I don't know why there is high latency in the code. please tell me the root cause if you are free to test my code. thanks very much.
I am waiting for your response. thanks again.
Thanks for creating the repo. We will add it to our list of things to do and follow up after investigating it.
In the meantime, I believe you're running into buffer bloat issues. Basically if you're producing data faster than the network can carry, your stream buffers are going to grow and grow until you hit the buffer limits and then s2n-quic will start applying backpressure on the sender. If you want to avoid this behavior you can call flush on the stream after you send a message and this will make sure the peer receives the data before sending the next one. It's possible that this isn't what is happening. But looking at the initial results, that's my hunch.
Thanks a lot, @colmmacc, I think the bitrate is only < 5MBps in my demo, Why is low and stable latency when I use the TCP connection?
More questions:
Hi @camshaft, any test progress for my code. thanks.
Hi @fy2462,
Looking into this is still something we'd like to do, but we haven't gotten to it yet. After we investigate this further we'll let you know.
Thanks!
Got it, thanks @goatgoose. BTW, I have set some s2n-quic limits in my code. you can find it here, but it doesn't work.
Hi, @goatgoose, Any time to look into this? strongly want to know why? Thank you very much again.
@goatgoose @camshaft Hi guys,
s2n-quic
is a great project, and have easy API to use, I am very hope to use it in my production project, But I think there is a little slow for issue response and trance in community. I think it maybe busy for your work. but It is not good for the project growing up.
Anyway, I hope s2n-quic
will be the top 1 project for QUIC. Thanks for your work. looking forward your response.
As path latency increases, your buffering limits also need to increase.
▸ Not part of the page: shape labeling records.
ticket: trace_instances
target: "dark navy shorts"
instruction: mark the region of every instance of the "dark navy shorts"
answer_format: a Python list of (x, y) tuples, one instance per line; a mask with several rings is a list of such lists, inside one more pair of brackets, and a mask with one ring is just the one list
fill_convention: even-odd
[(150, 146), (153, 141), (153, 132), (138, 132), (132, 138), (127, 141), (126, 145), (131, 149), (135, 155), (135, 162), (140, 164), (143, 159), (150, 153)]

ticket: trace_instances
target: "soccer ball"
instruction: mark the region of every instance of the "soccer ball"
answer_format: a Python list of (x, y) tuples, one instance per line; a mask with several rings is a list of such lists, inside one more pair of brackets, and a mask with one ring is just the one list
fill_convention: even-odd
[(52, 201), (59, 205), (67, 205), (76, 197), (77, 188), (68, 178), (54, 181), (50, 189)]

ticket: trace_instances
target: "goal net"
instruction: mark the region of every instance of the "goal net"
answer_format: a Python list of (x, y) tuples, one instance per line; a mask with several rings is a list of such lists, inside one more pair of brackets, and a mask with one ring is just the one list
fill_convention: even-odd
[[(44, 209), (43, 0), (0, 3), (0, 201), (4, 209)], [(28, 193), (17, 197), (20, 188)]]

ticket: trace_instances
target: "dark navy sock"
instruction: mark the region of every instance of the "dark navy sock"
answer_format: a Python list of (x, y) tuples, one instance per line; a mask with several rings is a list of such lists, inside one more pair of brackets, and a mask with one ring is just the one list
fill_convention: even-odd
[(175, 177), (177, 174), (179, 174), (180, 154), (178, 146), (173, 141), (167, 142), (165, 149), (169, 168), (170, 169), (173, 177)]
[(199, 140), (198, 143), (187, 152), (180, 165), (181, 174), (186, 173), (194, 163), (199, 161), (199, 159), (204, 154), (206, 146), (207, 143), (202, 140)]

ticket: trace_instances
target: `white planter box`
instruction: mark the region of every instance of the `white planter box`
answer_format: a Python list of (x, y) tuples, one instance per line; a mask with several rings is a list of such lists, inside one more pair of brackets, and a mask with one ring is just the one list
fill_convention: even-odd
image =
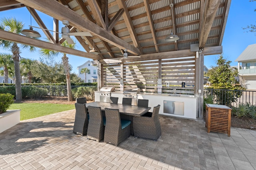
[(20, 123), (20, 109), (10, 110), (0, 114), (0, 133)]

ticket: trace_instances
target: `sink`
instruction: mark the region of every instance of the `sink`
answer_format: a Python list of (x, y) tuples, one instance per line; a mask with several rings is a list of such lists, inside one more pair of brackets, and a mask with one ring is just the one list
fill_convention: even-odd
[(169, 96), (180, 96), (181, 95), (178, 94), (171, 94), (169, 95)]

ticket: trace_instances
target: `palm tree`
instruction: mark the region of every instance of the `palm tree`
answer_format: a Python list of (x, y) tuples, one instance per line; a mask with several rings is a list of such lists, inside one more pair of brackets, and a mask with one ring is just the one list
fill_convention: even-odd
[[(15, 18), (4, 18), (1, 20), (0, 25), (0, 29), (18, 34), (21, 34), (24, 27), (24, 24), (22, 22), (17, 20)], [(20, 54), (21, 52), (20, 47), (17, 43), (3, 40), (0, 40), (0, 46), (2, 46), (4, 49), (10, 49), (12, 53), (12, 58), (13, 59), (14, 65), (16, 100), (22, 100), (21, 76), (20, 68)], [(36, 50), (34, 47), (24, 44), (21, 45), (21, 47), (22, 49), (28, 49), (30, 52)]]
[(31, 72), (31, 67), (33, 66), (33, 62), (34, 61), (30, 59), (22, 59), (20, 60), (22, 74), (27, 76), (29, 83), (31, 83), (31, 80), (33, 77)]
[(86, 82), (86, 73), (88, 74), (90, 72), (90, 70), (88, 68), (83, 68), (81, 69), (80, 73), (83, 74), (84, 73), (84, 82)]
[[(62, 46), (66, 47), (69, 47), (71, 49), (74, 49), (76, 47), (75, 44), (68, 44), (66, 40), (65, 40), (61, 44)], [(41, 49), (40, 50), (40, 55), (46, 57), (48, 59), (52, 59), (54, 57), (58, 56), (60, 52), (53, 51), (48, 49)], [(68, 92), (68, 101), (72, 101), (73, 100), (72, 97), (72, 93), (71, 92), (71, 83), (70, 82), (70, 66), (68, 63), (68, 57), (67, 57), (67, 54), (65, 53), (61, 53), (63, 56), (61, 58), (65, 73), (66, 74), (66, 78), (67, 81), (67, 90)]]
[(14, 67), (12, 57), (12, 55), (9, 54), (0, 53), (0, 66), (4, 67), (3, 74), (1, 74), (4, 75), (4, 83), (8, 83), (9, 70), (10, 71), (11, 69)]

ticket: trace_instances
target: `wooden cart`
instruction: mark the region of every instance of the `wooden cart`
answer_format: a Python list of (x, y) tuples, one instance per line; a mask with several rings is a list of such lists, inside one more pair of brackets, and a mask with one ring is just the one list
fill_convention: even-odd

You can try to apply the same limits as the perf server:
@camshaft Thanks very much, I will try it.
@camshaft
I set the limits with the example, but panic happened. thread 'tokio-runtime-worker' panicked at 'Receive window must not exceed 32bit range'
, when the client connect to server.
So don't make the value so high then. There's no way you're going to get 5000Gbps over a 400RTT network.
@camshaft Got it, thanks. So I think this comment should be Mbits/s https://github.com/aws/s2n-quic/blob/e5ae19ff115a09d29a8b041728393df85f0b69ea/quic/s2n-quic-qns/src/perf.rs#L102
@camshaft Thanks for your time to response, I try to change the limits as: https://github.com/fy2462/s2n_quic_latency_reproducer/blob/2dac5a513afdadf65ab0ea9ed740019f1abbbc07/hbb_common/src/quic.rs#L170
But the demo still works bad after I mock the network latency, Could you help me to test the demo in your own PC, and find why it bad performance. miss it if you are not free, thanks again.
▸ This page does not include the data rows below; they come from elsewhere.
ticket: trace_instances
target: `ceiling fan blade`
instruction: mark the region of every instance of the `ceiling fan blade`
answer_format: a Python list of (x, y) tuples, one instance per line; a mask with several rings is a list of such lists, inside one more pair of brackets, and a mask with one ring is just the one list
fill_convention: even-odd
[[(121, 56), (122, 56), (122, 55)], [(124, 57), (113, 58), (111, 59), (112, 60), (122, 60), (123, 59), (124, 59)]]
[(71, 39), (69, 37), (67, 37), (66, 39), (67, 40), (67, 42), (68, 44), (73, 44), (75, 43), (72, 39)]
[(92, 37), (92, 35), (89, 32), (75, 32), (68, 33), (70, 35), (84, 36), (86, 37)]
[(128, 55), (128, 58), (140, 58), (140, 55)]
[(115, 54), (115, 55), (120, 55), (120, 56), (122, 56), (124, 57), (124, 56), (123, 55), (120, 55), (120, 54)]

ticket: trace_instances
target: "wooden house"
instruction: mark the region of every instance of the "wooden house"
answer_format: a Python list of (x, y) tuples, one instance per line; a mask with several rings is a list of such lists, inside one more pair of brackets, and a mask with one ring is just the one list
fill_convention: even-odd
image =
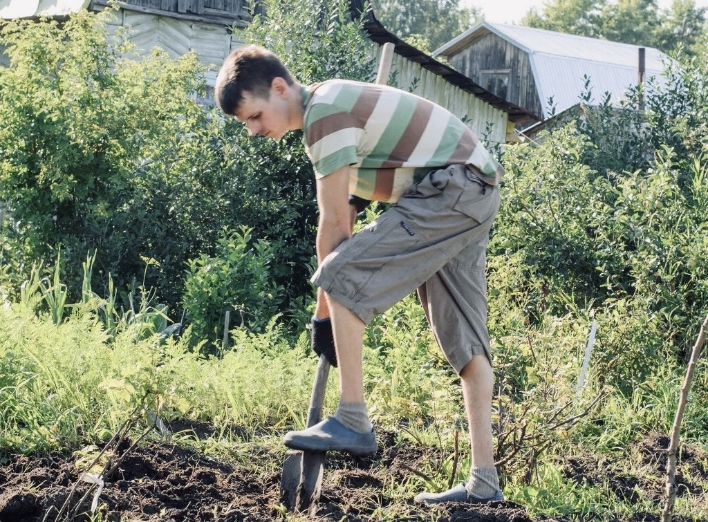
[[(100, 11), (111, 4), (110, 0), (0, 0), (0, 18), (62, 16), (81, 8)], [(208, 68), (210, 87), (224, 59), (243, 45), (241, 30), (251, 20), (248, 0), (123, 0), (117, 6), (111, 23), (114, 32), (119, 27), (128, 28), (128, 38), (143, 52), (155, 46), (174, 57), (195, 51)], [(353, 15), (360, 13), (364, 6), (364, 0), (351, 0)], [(365, 29), (372, 52), (387, 42), (394, 44), (392, 69), (397, 86), (446, 107), (488, 142), (505, 143), (513, 138), (515, 125), (538, 120), (534, 113), (396, 38), (371, 11)]]
[(660, 79), (670, 61), (652, 47), (485, 21), (433, 55), (539, 120), (578, 105), (588, 86), (589, 104), (606, 93), (619, 101), (640, 81)]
PS: I mock the latency with sudo tc qdisc add dev eth0 root netem delay 50ms
on the demo client side.
@fy2462 - What is your bandwidth/latency as measured by iperf (https://github.com/esnet/iperf) when you have that netem delay set?
netem delay 50ms
adds a delay to every packet that is going out of that interface.
I am going to assume that your PATH MTU of that interface is the default of 1500 bytes.
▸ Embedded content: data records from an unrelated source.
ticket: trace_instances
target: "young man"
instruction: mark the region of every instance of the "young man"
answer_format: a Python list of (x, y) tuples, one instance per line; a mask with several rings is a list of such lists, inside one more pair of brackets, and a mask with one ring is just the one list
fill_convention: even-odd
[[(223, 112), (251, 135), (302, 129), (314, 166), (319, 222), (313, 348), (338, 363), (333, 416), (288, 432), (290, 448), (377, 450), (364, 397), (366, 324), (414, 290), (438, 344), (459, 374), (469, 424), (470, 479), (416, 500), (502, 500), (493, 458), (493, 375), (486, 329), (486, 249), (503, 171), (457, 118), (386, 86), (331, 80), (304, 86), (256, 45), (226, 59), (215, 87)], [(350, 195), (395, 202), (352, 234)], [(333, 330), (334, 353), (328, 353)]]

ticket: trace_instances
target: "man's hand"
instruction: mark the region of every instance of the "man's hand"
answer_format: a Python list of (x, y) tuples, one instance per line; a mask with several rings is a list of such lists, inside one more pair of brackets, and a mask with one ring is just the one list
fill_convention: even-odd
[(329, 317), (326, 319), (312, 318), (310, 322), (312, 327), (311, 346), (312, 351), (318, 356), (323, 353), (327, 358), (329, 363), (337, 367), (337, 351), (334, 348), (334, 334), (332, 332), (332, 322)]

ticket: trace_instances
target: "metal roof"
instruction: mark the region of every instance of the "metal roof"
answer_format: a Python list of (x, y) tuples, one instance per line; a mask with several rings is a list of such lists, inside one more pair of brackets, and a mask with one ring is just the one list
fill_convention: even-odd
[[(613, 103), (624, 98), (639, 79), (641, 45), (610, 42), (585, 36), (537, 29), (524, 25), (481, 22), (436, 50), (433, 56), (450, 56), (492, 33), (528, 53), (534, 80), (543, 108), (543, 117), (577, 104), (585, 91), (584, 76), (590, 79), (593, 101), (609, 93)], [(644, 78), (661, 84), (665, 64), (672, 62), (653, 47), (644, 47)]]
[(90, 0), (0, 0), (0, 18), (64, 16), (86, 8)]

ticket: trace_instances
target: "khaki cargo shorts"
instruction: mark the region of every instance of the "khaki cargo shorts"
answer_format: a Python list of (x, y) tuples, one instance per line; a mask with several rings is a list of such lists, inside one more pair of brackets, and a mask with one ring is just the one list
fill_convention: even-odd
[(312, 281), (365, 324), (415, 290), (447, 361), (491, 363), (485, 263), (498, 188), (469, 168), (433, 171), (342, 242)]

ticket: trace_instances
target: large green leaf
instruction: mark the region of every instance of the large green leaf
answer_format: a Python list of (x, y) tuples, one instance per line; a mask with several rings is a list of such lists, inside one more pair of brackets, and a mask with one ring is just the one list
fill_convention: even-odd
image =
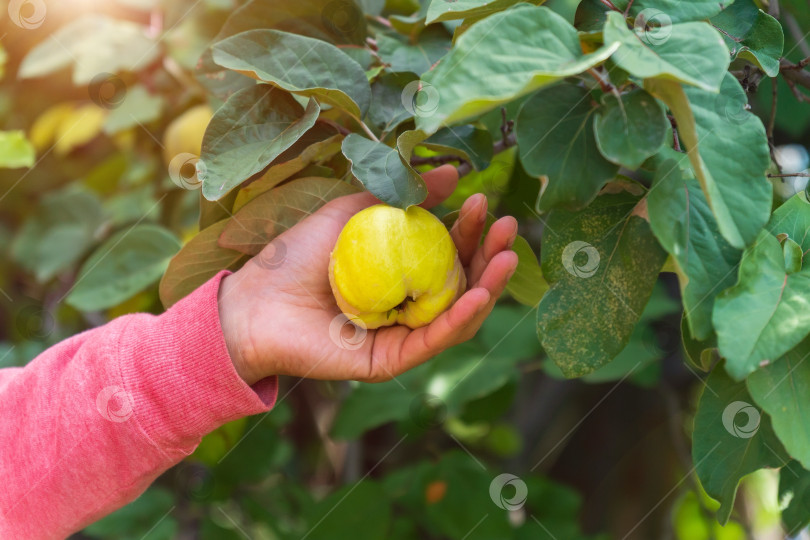
[(474, 24), (422, 77), (438, 102), (419, 111), (418, 128), (433, 133), (603, 62), (609, 43), (583, 55), (576, 29), (550, 9), (519, 4)]
[(38, 281), (47, 281), (79, 260), (95, 242), (103, 222), (101, 201), (92, 192), (54, 191), (23, 223), (11, 255)]
[(358, 191), (334, 178), (298, 178), (265, 191), (241, 208), (225, 226), (219, 245), (256, 255), (273, 238), (330, 200)]
[(785, 450), (810, 467), (810, 340), (752, 373), (748, 391), (767, 412)]
[(0, 131), (0, 168), (17, 169), (34, 166), (36, 152), (20, 130)]
[(371, 88), (360, 64), (332, 44), (279, 30), (248, 30), (213, 47), (214, 61), (362, 118)]
[(366, 41), (366, 18), (352, 0), (250, 0), (228, 17), (216, 41), (266, 28), (335, 44)]
[(203, 137), (197, 174), (206, 199), (217, 200), (289, 148), (318, 118), (286, 92), (267, 84), (240, 90), (215, 113)]
[(621, 14), (610, 12), (604, 36), (606, 43), (621, 43), (611, 60), (642, 79), (674, 80), (716, 92), (729, 65), (720, 33), (703, 22), (634, 32)]
[(703, 341), (714, 331), (714, 299), (734, 285), (742, 253), (720, 235), (686, 155), (668, 155), (674, 159), (658, 166), (647, 196), (650, 225), (678, 265), (684, 315), (693, 338)]
[(484, 18), (517, 4), (521, 0), (430, 0), (426, 23)]
[(569, 83), (541, 90), (521, 107), (520, 161), (530, 175), (545, 177), (540, 211), (583, 208), (619, 171), (596, 145), (595, 113), (588, 91)]
[(759, 9), (753, 0), (736, 0), (711, 23), (723, 34), (731, 58), (745, 58), (769, 77), (779, 74), (785, 34), (779, 21)]
[(65, 301), (94, 311), (120, 304), (163, 275), (180, 241), (158, 225), (119, 231), (84, 262)]
[(192, 238), (169, 262), (160, 280), (160, 301), (168, 309), (220, 270), (236, 270), (245, 254), (219, 245), (219, 237), (229, 219), (206, 227)]
[(551, 288), (537, 333), (566, 377), (595, 371), (624, 349), (666, 260), (641, 188), (608, 187), (585, 210), (554, 210), (546, 221), (541, 255)]
[(790, 458), (771, 421), (752, 405), (745, 383), (717, 366), (706, 379), (692, 432), (692, 459), (706, 493), (720, 501), (717, 519), (725, 524), (740, 480), (763, 467), (781, 467)]
[(384, 203), (405, 209), (425, 200), (425, 182), (396, 148), (352, 133), (343, 139), (343, 155), (355, 178)]
[(492, 135), (486, 128), (473, 124), (440, 129), (421, 145), (443, 154), (459, 155), (476, 171), (489, 167), (492, 160)]
[[(233, 203), (233, 211), (238, 212), (247, 203), (273, 189), (278, 184), (300, 173), (310, 165), (318, 165), (331, 159), (340, 152), (343, 135), (332, 135), (328, 139), (318, 141), (306, 147), (297, 157), (273, 165), (261, 178), (251, 182), (239, 190), (236, 200)], [(302, 173), (303, 174), (303, 173)]]
[(664, 145), (669, 121), (664, 109), (644, 90), (602, 97), (594, 119), (594, 136), (607, 159), (638, 169)]
[(807, 193), (801, 191), (785, 201), (771, 215), (765, 228), (774, 236), (788, 235), (801, 246), (802, 252), (810, 249), (810, 202)]
[(386, 72), (371, 85), (371, 105), (368, 108), (367, 123), (380, 138), (384, 138), (399, 124), (413, 116), (413, 107), (408, 110), (402, 102), (402, 97), (406, 88), (414, 88), (413, 85), (419, 84), (418, 80), (419, 77), (414, 73)]
[(417, 37), (396, 32), (377, 34), (377, 54), (393, 71), (421, 75), (450, 50), (450, 36), (441, 25), (430, 26)]
[(745, 109), (740, 83), (726, 74), (720, 94), (663, 80), (645, 86), (672, 111), (720, 232), (736, 248), (751, 244), (768, 222), (773, 188), (765, 127)]
[(779, 471), (779, 501), (789, 499), (782, 510), (782, 523), (791, 537), (798, 537), (810, 525), (810, 471), (790, 461)]
[(726, 371), (742, 380), (810, 333), (810, 267), (788, 274), (782, 246), (763, 231), (745, 250), (737, 284), (717, 296), (714, 327)]
[[(708, 19), (727, 9), (735, 0), (635, 0), (630, 15), (636, 20), (643, 14), (648, 25), (668, 26), (671, 23)], [(629, 0), (613, 0), (613, 5), (624, 11)], [(639, 24), (638, 22), (636, 24)]]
This means it's going to take about 118 packets to deliver a 177k buffer (the size of image.png)
I'm not sure where the netem
filter actually applies its delays, but it could be sending every packet in serial, and delaying each one 50ms. If this is the case, it should take 5.9 seconds to complete the delivery of that 177k image.png. In this case, your transfer rate would be 19.8Kbps assuming everything else was instantaneous.
In short, I don't think you're actually hitting the latency of s2n-quic here. If you want to test the overall bandwidth of your server.. I recommend spinning up a couple hundred clients in parallel, then you could get an idea of the overall throughput of the server, even with laggy network.
@fy2462 - Have you run into any other troubles with performance?
Hi guys:
I have a problem worried with me. I send the protobuf bytes with s2n-quic, but I can not parse the proto on receive side when the bytes size is too long.
Do we have any good encode and decode frame data solution?
Thanks all of you.